ECLI:NL:RBOBR:2020:6936
Rechtbank Oost-Brabant
- Mondelinge uitspraak
- Rechtspraak.nl
Beroep tegen de vastgestelde waarde van onroerende zaak in het kader van de Wet waardering onroerende zaken
In deze zaak heeft de Rechtbank Oost-Brabant op 2 december 2020 uitspraak gedaan in een geschil over de waarde van een onroerende zaak, gelegen aan [adres 1]. De heffingsambtenaar van de gemeente 's-Hertogenbosch had op 28 februari 2019 de waarde van de woning vastgesteld op € 431.000 per waardepeildatum 1 januari 2018, wat leidde tot een aanslag onroerende-zaakbelastingen voor het kalenderjaar 2019. Eiser, eigenaar van de woning, heeft bezwaar gemaakt tegen deze waarde en beroep ingesteld nadat de heffingsambtenaar de waarde handhaafde in de uitspraak op bezwaar van 1 november 2019.

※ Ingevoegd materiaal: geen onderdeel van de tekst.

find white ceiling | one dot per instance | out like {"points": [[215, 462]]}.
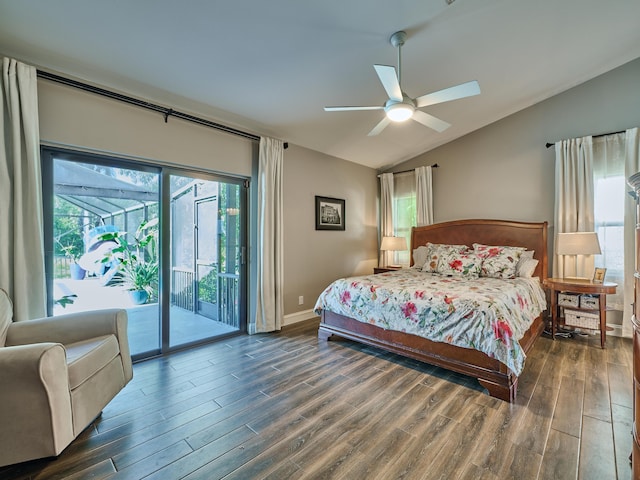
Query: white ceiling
{"points": [[269, 67]]}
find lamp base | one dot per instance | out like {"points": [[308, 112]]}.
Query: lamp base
{"points": [[577, 279]]}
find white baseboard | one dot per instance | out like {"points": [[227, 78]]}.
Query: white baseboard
{"points": [[298, 317], [617, 330]]}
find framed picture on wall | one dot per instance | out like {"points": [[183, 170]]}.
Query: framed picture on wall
{"points": [[598, 275], [330, 214]]}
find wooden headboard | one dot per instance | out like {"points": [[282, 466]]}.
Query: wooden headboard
{"points": [[533, 236]]}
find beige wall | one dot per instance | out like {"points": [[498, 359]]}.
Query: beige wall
{"points": [[73, 118], [315, 258], [504, 170]]}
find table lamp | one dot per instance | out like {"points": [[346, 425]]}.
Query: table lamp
{"points": [[578, 243], [393, 244]]}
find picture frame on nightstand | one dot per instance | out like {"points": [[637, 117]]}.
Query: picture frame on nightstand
{"points": [[599, 274]]}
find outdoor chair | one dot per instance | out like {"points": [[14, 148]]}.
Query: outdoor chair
{"points": [[56, 376]]}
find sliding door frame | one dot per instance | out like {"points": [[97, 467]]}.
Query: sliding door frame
{"points": [[49, 153]]}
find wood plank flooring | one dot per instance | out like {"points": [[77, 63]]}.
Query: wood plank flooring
{"points": [[285, 406]]}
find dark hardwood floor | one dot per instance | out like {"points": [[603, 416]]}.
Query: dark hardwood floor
{"points": [[284, 405]]}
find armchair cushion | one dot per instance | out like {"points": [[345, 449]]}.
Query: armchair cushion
{"points": [[56, 375], [85, 358]]}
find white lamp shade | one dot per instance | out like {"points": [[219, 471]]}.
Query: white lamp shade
{"points": [[578, 243], [393, 244]]}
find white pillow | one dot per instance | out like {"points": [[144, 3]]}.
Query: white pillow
{"points": [[526, 255], [527, 268], [420, 256], [435, 251], [459, 264]]}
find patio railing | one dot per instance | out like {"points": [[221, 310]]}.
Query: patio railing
{"points": [[183, 291], [228, 299]]}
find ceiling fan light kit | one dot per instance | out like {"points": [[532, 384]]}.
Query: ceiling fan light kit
{"points": [[399, 112], [400, 107]]}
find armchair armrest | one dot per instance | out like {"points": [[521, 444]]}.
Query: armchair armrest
{"points": [[75, 327], [35, 402]]}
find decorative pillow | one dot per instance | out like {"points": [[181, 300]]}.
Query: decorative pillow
{"points": [[420, 256], [526, 255], [434, 251], [459, 264], [498, 261], [527, 268]]}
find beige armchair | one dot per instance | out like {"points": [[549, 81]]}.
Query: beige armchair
{"points": [[56, 376]]}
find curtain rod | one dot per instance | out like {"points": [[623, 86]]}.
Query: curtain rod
{"points": [[594, 136], [167, 112], [435, 165]]}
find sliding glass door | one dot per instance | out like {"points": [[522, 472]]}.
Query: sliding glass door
{"points": [[206, 263], [165, 245]]}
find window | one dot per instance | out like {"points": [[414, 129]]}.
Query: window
{"points": [[609, 220], [404, 212]]}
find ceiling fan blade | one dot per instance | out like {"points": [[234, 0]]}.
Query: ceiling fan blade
{"points": [[381, 126], [463, 90], [389, 79], [430, 121], [345, 109]]}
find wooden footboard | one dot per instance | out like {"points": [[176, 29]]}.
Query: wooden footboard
{"points": [[492, 374]]}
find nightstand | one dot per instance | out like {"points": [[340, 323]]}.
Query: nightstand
{"points": [[385, 269], [585, 287]]}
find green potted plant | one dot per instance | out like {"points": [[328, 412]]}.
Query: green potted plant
{"points": [[73, 253], [137, 262]]}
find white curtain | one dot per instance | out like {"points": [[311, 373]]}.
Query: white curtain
{"points": [[424, 196], [386, 215], [269, 302], [610, 192], [632, 166], [21, 216], [574, 207]]}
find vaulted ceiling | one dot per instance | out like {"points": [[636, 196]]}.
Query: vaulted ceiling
{"points": [[269, 67]]}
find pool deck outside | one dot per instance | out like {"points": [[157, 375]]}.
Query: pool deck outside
{"points": [[144, 320]]}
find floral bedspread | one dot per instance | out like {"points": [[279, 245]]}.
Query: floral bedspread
{"points": [[486, 314]]}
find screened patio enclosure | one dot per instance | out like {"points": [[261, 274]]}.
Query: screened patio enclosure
{"points": [[91, 200]]}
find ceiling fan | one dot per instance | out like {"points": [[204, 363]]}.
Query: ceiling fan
{"points": [[400, 107]]}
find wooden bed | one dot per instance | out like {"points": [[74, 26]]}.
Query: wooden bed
{"points": [[492, 374]]}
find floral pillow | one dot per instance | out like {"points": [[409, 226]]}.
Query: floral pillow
{"points": [[434, 251], [459, 264], [498, 261]]}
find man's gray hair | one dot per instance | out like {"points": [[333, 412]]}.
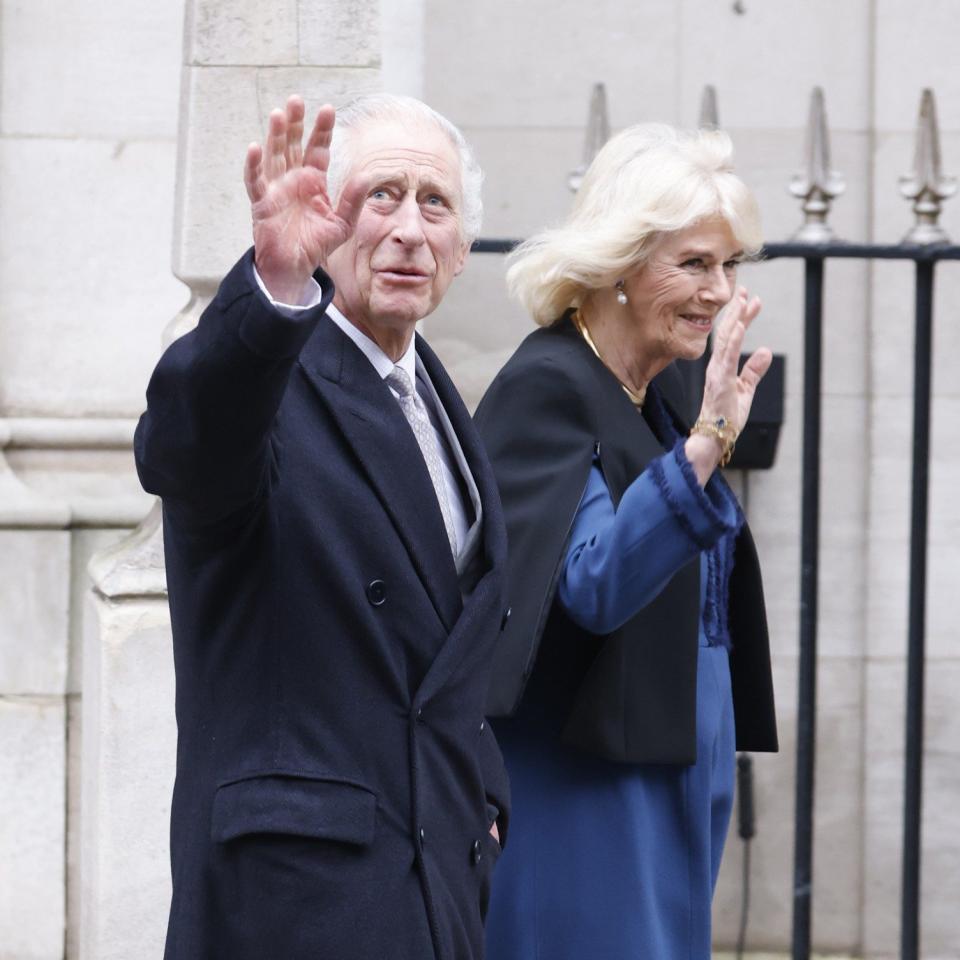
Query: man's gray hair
{"points": [[384, 107]]}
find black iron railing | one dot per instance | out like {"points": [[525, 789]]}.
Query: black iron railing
{"points": [[815, 257]]}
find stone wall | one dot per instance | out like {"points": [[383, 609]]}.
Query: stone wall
{"points": [[88, 122]]}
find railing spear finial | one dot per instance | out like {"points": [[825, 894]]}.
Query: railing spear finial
{"points": [[598, 133], [926, 185], [817, 184], [709, 117]]}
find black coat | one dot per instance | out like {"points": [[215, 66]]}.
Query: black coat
{"points": [[333, 766], [631, 694]]}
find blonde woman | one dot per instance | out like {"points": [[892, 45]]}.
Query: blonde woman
{"points": [[636, 660]]}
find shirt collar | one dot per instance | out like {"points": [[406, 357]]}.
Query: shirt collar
{"points": [[381, 362]]}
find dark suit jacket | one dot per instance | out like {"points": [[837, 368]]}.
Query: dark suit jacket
{"points": [[333, 766], [632, 693]]}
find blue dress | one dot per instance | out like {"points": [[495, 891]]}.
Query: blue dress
{"points": [[609, 861]]}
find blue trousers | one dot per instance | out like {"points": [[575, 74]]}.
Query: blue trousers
{"points": [[606, 861]]}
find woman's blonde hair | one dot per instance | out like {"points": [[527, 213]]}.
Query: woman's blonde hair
{"points": [[648, 180]]}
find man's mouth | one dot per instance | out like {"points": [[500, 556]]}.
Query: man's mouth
{"points": [[401, 274]]}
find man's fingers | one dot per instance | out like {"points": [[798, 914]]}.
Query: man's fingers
{"points": [[317, 153], [352, 197], [754, 369], [275, 149], [295, 112], [253, 178], [730, 334]]}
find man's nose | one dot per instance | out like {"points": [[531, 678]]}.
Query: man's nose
{"points": [[408, 222]]}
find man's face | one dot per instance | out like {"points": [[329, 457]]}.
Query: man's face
{"points": [[407, 245]]}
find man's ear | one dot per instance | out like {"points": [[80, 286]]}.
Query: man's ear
{"points": [[462, 257]]}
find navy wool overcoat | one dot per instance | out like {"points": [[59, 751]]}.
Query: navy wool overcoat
{"points": [[334, 771]]}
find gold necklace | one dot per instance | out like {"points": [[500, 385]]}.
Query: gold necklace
{"points": [[635, 398]]}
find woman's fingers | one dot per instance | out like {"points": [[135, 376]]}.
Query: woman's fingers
{"points": [[754, 369]]}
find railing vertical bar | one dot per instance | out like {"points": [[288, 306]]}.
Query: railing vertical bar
{"points": [[913, 747], [807, 667]]}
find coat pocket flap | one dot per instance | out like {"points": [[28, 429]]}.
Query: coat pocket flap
{"points": [[303, 806]]}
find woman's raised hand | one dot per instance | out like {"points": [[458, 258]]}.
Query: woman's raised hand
{"points": [[295, 226], [728, 393]]}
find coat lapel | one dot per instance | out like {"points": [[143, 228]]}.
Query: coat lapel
{"points": [[372, 423], [494, 541]]}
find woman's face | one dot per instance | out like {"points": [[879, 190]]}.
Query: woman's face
{"points": [[676, 295]]}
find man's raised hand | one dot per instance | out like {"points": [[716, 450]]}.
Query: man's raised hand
{"points": [[295, 228]]}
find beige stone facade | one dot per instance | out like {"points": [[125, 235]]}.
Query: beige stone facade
{"points": [[122, 131]]}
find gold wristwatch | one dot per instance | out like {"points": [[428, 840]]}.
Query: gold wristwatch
{"points": [[721, 430]]}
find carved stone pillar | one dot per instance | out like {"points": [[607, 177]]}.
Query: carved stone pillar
{"points": [[241, 59], [34, 552]]}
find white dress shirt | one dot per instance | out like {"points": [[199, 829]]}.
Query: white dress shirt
{"points": [[453, 468]]}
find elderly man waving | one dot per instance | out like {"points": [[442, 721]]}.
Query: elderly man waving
{"points": [[334, 550]]}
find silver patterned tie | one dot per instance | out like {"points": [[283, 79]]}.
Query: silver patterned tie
{"points": [[416, 413]]}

Tijdens de zitting op 2 december 2020 heeft eiser zijn standpunt toegelicht, waarbij hij een lagere waarde van € 420.000 bepleitte, verwijzend naar het verkoopcijfer van een vergelijkbaar pand. De heffingsambtenaar heeft de vastgestelde waarde onderbouwd met een taxatierapport van taxateur ing. P.H.R.J. Roijmans, waarin de waarde werd onderbouwd met vergelijkingsobjecten. De rechtbank heeft geoordeeld dat de heffingsambtenaar voldoende bewijs heeft geleverd voor de vastgestelde waarde en dat de vergelijkingsobjecten relevant waren, ondanks dat ze niet identiek waren aan de woning van eiser.
De rechtbank heeft geconcludeerd dat eiser niet in zijn bewijsvoering is geslaagd en heeft het beroep ongegrond verklaard. Er zijn geen proceskostenveroordelingen opgelegd. De uitspraak is openbaar gedaan en partijen zijn op de hoogte gesteld van hun rechtsmiddelen.